Desde el punto de vista metodológico, podemos concluir que una de las diferencias fundamentales entre el método del muestreo de la época inicial de los estudios de consumo y la época actual del big data, es que entonces los institutos de investigación de mercados trabajaban sobre cuestiones sociales. Trabajaban para el Estado o para grandes compañías de servicios públicos como telefonía, electricidad, comunicaciones, etc., la mayor parte de ellas nacionalizadas.
Ahora los técnicos del big data trabajan para grandes compañías multinacionales, o crean su propia start-up con el objetivo de venderla y maximizar rápidamente el beneficio económico.

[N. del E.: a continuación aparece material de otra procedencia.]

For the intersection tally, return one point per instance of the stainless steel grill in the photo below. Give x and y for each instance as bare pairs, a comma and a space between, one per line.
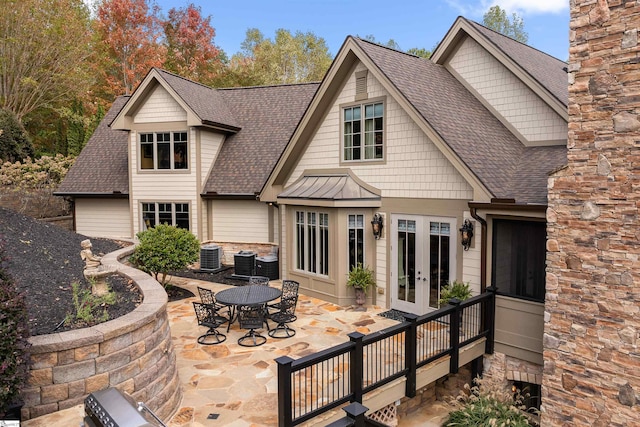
112, 408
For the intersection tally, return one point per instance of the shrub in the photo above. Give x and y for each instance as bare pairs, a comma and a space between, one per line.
457, 290
14, 344
489, 403
361, 277
88, 306
164, 249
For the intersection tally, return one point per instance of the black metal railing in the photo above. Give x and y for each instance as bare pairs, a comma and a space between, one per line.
315, 384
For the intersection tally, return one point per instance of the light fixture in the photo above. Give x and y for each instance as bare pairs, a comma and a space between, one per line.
466, 233
376, 225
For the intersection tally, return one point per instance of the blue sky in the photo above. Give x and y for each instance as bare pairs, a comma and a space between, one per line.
411, 23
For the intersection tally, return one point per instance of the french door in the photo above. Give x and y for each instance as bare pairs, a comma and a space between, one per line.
422, 261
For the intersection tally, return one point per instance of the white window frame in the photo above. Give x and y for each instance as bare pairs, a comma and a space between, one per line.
370, 144
175, 209
311, 234
178, 150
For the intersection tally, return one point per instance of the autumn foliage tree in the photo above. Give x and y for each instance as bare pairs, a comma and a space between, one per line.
191, 52
128, 44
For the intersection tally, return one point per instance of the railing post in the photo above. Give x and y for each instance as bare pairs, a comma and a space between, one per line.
356, 365
410, 356
356, 412
285, 413
490, 320
454, 335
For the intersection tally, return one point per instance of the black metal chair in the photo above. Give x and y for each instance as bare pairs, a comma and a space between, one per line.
289, 290
259, 280
286, 315
251, 317
208, 317
207, 296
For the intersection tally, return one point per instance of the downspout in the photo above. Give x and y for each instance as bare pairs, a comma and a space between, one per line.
483, 248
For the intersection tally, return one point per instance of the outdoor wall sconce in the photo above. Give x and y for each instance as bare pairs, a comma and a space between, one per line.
376, 225
466, 233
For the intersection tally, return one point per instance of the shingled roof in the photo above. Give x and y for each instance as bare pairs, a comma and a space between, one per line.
102, 166
491, 152
268, 116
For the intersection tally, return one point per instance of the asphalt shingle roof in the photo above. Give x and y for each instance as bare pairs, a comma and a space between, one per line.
268, 116
497, 158
102, 166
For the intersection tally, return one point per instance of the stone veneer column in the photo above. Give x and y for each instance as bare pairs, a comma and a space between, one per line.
592, 320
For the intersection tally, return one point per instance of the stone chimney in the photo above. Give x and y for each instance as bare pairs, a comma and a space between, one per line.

Para Bowley o Hilton, padres del muestreo estadístico, lo fundamental era conocer en Inglaterra el número de parados y organizar el subsidio de paro; para compañías como Amazon, lo fundamental es conocer lo hábitos y preferencias de los consumidores con objeto de organizar la demanda y aumentar beneficios. A diferentes objetos, diferencia de métodos. Así la prevalencia delos datos va más allá de sus posibilidades técnicas de tratamiento y análisis, pues está más relacionada con su valor mercantil, lo que algunos han llamado la financiarización de los datos. Dos expertos en big data como Mayer-Schönberger, V, Cukier, K., lo plantean sin rodeos: “calcular su valor ya no significa meramente sumar lo que se gana mediante su uso primario (…) la mayor parte del valor dela información está latente y surgirá de unos usos secundarios futuros (…).Esto se parece a los obstáculos que había para ponerles precio a los derivados financieros antes del desarrollo de la ecuación Black-Scholes en la década de 1970 (...);colgarle una etiqueta con el precio al valor de la opción de datos representa, como mínimo, una espléndida oportunidad para el sector financiero”. Llegados a este punto, aparece el verdadero leit motiv del tratamiento de los datos masivos: su valor mercantil. Los datos son en realidad, derivados financieros, si no constituyen la base real de una investigación científica responsable, si no tienen por finalidad la resolución de problemas ciudadanos ,su utilización tampoco requiere de muchas precauciones metodológicas. No es necesario complicarse la vida con la exactitud, la validez, o los límites del error probable, lo único importante es el balance de resultados. Como apunta O’Neilen el título de su libro, la economía del big data, no solo aumenta la desigualdad, también amenaza la democracia. En todo caso nos enfrentamos a un mundo cargado de posibilidades para los sociólogos, lástima que ahora no suceda como en los años 1920 cuando la investigación estadística se hacía fundamentalmente para el Estado o para un sector público que todavía concedía valor al interés general.